Luminus Devices. Very little is known about this small Woburn start-up, except that founder Alexei Erchak is a former researcher at MIT's Microphotonics Laboratory, and chief executive Udi Meirav was an MIT researcher as well.

The company hopes to license to big manufacturers its approach to designing brighter LEDs. But as with Color Kinetics, convincing other players that the Luminus approach is worth paying for will be a challenge.

''They have a secret sauce that will be very interesting if it's unique and really good,'' says Fan at Kopin, who has had discussions with Luminus. ''But [with LEDs], there are many ways to get to the same end, and very few innovative technologies that can block everybody off.''

Meirav won't say much about what Luminus is doing, or who it's in talks with. ''Buzz only creates pressure and expectations and competitive interest,'' he says. But he did say that the company has already attracted an investment from venture capitalists -- which will serve as a cushy stipend as the company chases a brighter LED.

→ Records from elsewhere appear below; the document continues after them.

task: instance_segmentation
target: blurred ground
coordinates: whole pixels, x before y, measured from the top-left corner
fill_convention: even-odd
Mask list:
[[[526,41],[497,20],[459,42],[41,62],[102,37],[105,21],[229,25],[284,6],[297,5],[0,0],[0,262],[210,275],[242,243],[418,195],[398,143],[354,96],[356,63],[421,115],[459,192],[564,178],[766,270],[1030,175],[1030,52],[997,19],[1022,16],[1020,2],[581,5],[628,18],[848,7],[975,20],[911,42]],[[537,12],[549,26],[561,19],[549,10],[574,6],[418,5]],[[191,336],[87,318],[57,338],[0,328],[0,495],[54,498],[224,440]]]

No one knows how quickly the shift to LEDs will happen -- the technology has been around since 1962 -- but most experts consider it inevitable. And this is an overwhelmingly positive tech trend: By some estimates, LEDs could reduce global energy use for lighting by half by 2025.

But to be prepared for the possibility of more blackouts between now and 2025, you can already buy an LED-powered flashlight today -- for less than $20.